Я смотрела на него сквозь приоткрытые веки. У него было красивое лицо: чёткие линии скул, ровные брови, широко расставленные светлые глаза, а в их глубине — тут я вздрогнула и сжалась — светилось что-то мрачное и знакомое.

Я вспомнила, как увидела нечто мерцающее в плотной толще воды, почти на самом дне озера.

И глаза Артура вдруг стали глазами старика: бесцветными, водянистыми и больными…

Вскрикнув, я засучила ногами и отползла назад. Артур отшатнулся, ошарашенный моим поведением, а затем вновь потянулся ко мне.

— Довольно! Довольно! — выпалила я, задыхаясь и уворачиваясь от его рук.

Он сжал кулаки и замер на месте. Его взгляд задержался на моём горле.

Запахнув воротник платья, я поднялась на ноги, а Артур так и остался сидеть на земле. Он откинулся назад, расправил плечи и положил руки ладонями на колени. Когда Артур поднял на меня глаза, они вновь были его — живые, выразительные и блестящие. Он смотрел на меня строго, с недовольством и удивлением.

Терзаемая стыдом и виной, надрывавшими мне сердце, я отвернулась, не в силах больше сдерживать на себе этот тяжёлый взгляд. Он словно говорил: я могу быть нежным с тобой, но отказывать мне нельзя. Я чувствовала, что мне следовало объясниться, сказать хоть что-нибудь, но вместо этого я только сильнее сжала губы.
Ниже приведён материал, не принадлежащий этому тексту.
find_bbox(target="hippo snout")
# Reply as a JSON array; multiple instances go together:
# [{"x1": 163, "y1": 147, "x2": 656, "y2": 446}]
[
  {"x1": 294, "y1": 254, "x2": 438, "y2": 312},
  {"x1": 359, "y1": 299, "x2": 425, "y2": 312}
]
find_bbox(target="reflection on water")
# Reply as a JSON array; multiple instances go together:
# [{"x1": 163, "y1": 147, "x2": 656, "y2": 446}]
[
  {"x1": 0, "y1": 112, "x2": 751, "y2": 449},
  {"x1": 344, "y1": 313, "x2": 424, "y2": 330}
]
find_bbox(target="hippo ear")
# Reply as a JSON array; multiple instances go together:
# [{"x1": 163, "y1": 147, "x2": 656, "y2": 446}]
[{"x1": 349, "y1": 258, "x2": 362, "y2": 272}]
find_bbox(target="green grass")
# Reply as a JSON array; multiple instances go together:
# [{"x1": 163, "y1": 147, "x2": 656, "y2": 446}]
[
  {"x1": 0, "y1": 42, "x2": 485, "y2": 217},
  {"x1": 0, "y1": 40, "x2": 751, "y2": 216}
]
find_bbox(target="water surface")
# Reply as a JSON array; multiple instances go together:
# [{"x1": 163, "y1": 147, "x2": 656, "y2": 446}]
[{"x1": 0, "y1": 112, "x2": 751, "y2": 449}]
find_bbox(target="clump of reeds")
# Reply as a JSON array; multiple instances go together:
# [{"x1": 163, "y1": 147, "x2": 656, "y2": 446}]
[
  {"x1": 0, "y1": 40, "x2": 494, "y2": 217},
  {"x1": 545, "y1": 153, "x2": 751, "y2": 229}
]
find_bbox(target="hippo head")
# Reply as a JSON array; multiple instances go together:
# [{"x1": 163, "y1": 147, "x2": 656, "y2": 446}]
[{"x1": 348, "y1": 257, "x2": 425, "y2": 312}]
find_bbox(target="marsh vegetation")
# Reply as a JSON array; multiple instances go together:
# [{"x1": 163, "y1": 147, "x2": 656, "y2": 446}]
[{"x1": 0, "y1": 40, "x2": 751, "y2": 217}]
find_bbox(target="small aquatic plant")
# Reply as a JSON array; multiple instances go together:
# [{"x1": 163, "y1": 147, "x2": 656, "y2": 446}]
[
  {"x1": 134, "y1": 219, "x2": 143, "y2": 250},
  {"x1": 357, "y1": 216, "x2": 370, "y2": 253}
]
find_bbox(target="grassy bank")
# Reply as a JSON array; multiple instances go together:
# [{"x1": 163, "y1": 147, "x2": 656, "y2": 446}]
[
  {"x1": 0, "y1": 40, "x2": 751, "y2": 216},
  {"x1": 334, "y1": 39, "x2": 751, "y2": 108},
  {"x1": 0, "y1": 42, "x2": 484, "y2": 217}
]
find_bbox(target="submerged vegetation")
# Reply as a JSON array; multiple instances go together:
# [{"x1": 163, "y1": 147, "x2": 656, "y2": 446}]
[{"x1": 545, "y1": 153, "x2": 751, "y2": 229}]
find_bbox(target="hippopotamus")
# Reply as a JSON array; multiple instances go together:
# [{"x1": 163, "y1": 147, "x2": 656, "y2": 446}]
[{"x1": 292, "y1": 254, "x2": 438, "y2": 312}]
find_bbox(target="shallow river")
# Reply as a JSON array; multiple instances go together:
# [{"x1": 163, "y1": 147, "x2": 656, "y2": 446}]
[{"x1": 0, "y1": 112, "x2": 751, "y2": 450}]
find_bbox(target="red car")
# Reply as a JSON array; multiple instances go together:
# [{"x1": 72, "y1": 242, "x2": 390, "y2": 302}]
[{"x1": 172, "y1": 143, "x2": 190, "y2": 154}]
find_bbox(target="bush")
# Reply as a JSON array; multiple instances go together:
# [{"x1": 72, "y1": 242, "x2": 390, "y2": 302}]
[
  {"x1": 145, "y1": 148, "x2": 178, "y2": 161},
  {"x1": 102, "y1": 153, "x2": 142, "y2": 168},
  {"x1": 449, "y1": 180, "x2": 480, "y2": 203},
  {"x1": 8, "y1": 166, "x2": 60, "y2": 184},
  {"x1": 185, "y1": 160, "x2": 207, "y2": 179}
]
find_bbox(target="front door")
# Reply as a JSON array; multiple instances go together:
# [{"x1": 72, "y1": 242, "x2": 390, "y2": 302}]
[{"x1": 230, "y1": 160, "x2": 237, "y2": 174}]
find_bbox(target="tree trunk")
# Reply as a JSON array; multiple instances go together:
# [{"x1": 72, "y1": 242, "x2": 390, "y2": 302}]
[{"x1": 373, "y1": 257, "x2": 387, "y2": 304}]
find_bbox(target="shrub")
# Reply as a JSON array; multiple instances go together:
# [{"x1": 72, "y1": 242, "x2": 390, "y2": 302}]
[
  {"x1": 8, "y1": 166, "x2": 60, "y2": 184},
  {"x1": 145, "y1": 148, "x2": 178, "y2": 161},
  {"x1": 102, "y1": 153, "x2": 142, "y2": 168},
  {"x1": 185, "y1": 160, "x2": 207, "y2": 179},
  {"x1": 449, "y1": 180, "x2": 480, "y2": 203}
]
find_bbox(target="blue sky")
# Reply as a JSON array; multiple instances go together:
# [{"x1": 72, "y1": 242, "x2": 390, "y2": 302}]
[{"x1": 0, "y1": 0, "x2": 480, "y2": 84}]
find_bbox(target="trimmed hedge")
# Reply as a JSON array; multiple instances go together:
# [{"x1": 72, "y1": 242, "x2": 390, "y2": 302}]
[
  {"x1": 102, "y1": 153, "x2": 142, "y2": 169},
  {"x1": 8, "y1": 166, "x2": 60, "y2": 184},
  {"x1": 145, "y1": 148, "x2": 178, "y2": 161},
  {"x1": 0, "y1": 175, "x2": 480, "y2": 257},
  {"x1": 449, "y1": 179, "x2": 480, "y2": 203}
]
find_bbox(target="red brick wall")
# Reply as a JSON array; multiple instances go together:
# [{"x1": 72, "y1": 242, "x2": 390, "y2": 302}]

Маленькие язычки невидимого пламени всё ещё жалили шею и грудь — там, где Артур касался меня губами, — и время от времени я вздрагивала, будто бы вот-вот собираясь разрыдаться, но глаза мои оставались сухими. Я вся теперь была высохшей и обожжённой, как глина после печи — твёрдая и прочная.

Но мне вновь сделалось мучительно холодно, мурашки поползли по стянутой коже, которая ещё совсем недавно была разгорячённой.

Я наклонилась, чтобы поднять с земли сумку. Платок с травой лежал чуть поодаль, рядом с Артуром, и я не решилась приблизиться.